Автор книги: Норман Лебрехт
Жанры:
Биографии и мемуары
,сообщить о нарушении
Текущая страница: 26 (всего у книги 35 страниц)
Баренбойм возвратился из Байройта, ощущая и профессиональное поражение, и утрату доверия публики. Он плохо справился с «Кольцом», повторив концепцию и темпы Фуртвенглера, но не продемонстрировав его проникновенности. Критики разных стран и взглядов сошлись на том, что он неумело подобрал труппу, а дирижирование его было невозможно суетливым, одинаково раздражающим и певцов, и публику. Баренбойм от критики отмахивался: «Я получил слишком много хороших отзывов на концерты куда более низкого качества, чтобы позволить рецензентам влиять на собственные мои суждения» – любил повторять он, однако удача изменяла ему, и Баренбойм становился все более уязвимым.
Президент Миттеран наградил его орденом Почетного Легиона, расцеловав при этом в обе щеки, но то были поцелуи Иуды. Отношения Баренбойма с Берже, Гонзалецом и профсоюзом музыкантов ухудшались, и те организовали в прессе кампанию против него. Нападки в «Фигаро» возглавил почтенный администратор и композитор Марсель Ландовски, который назвал музыкального директора помещиком, живущим вне имения, и заявил, что на новом своем посту он будет проводить от силы четыре месяца в году. В прессу загадочным образом просочились конфиденциальные подробности контракта Баренбойма. Сообщалось, что он зарабатывает семь миллионов франков в год (700 000 фунтов, или 1,1 миллион долларов), из которых 250 000 фунтов составляет жалованье, а за каждое свое дирижерское выступление Баренбойм получает еще 20 000 фунтов (30 000 долларов) – почти вдвое больше, чем получали в Вене Аббадо и Маазель. Как иностранец, с первого миллиона франков он налогов не платил.
Впрочем, главное было не в деньгах. Париж традиционно вознаграждал артистов лучше, чем большинство европейских столиц, и никто никогда не критиковал миллионера Берже за то, что он слишком много платит певцам своего оперного театра. Вопрос состоял в том, кто и как правит оперной цитаделью Франции. На взгляд Берже и его не покидающих глянцевых обложек гомосексуальных компаньонов, Баренбойм был невосприимчивым к красоте мелким буржуа. Дирижер же считал своих противников ханжами, светскими вертопрахами и ксенофобами. А в том, что к его денежным делам привлекается столь большое внимание публики, этническое сознание Баренбойма учуяло дуновение антисемитизма.

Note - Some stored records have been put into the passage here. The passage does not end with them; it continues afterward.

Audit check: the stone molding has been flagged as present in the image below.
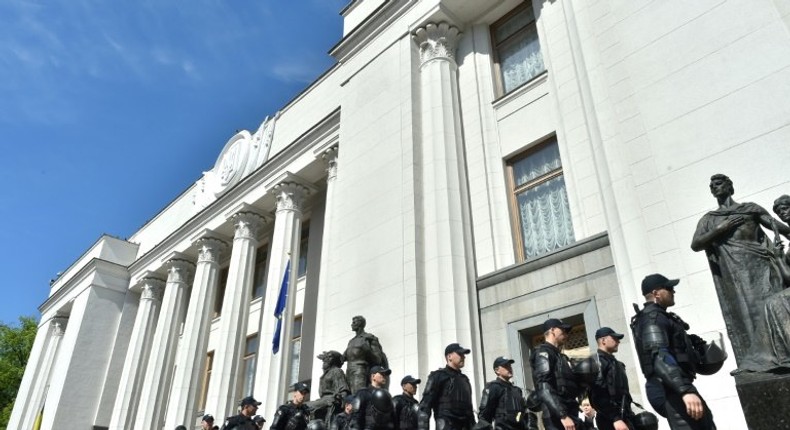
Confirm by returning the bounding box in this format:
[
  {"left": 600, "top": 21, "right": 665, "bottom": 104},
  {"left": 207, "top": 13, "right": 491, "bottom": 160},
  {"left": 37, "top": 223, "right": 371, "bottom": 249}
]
[
  {"left": 195, "top": 237, "right": 228, "bottom": 264},
  {"left": 271, "top": 181, "right": 310, "bottom": 215},
  {"left": 230, "top": 211, "right": 266, "bottom": 240},
  {"left": 140, "top": 278, "right": 165, "bottom": 302},
  {"left": 412, "top": 22, "right": 463, "bottom": 67}
]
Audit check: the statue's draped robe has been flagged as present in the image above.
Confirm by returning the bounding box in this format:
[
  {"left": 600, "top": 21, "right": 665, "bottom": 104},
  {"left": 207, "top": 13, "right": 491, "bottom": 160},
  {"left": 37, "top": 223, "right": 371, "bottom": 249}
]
[{"left": 695, "top": 203, "right": 790, "bottom": 372}]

Патрис Шере бросился на защиту Баренбойма, обвинив социалистов в саботаже оперы, но сам Баренбойм хранил молчание. «Если я остаюсь живым в Париже, так потому, что никогда не лез в политику» – такой была его излюбленная фраза, однако именно отсутствие политической поддержки и привело Баренбойма к падению. 13 января 1989 года, в пятницу, Берже нанес ему последний удар. Он созвал пресс-конференцию, на которой объявил, что пост музыкального директора «Бастилии» вакантен – к большой своей радости, Берже узнал, что правительство Ширака так и не подписало с Баренбоймом контракта, переговоры о котором вело с ним в свои последние дни.
В ту ночь в «Salle Pleyel», когда Баренбойм начал дирижировать вторым актом «Тристана» в исполнении Парижского оркестра, можно было увидеть слезы и услышать возгласы сочувствия. Друзья сплотились вокруг него за считанные часы, послав Миттерану, Лангу и премьер-министру Мишелю Рокару телеграмму (копии ее были направлены в агентства новостей), в которой говорилось, что они не будут работать в «Бастилии», пока туда не вернут Баренбойма. Телеграмму подписали сопрано Джесси Норман, режиссеры Шере, Купфер и Петер Штайн, а также пять дирижеров, отвечавших за ключевые постановки «Бастилии»: Шолти, Мета, Булез, Карло Мария Джулини и Кристоф фон Донаньи.
По собственному почину подпись свою добавил и шестой дирижер, Герберт фон Караян, который противостоял Баренбойму на каждом музыкальном повороте, однако был прогневан обращением с ним, понимая возможные последствия такового для каждого музыкального директора. И из принципа, и ради проверки своей власти, он предал забвению личную вражду и поддержал своим престижем бойкот «Бастилии». «Он вдруг стал моим лучшим другом, – говорил Баренбойм близким к нему людям, – что ни день звонит мне из Австрии и дает советы». Сцена для последней схватки между объединившимися маэстро и мощью современного государства была готова.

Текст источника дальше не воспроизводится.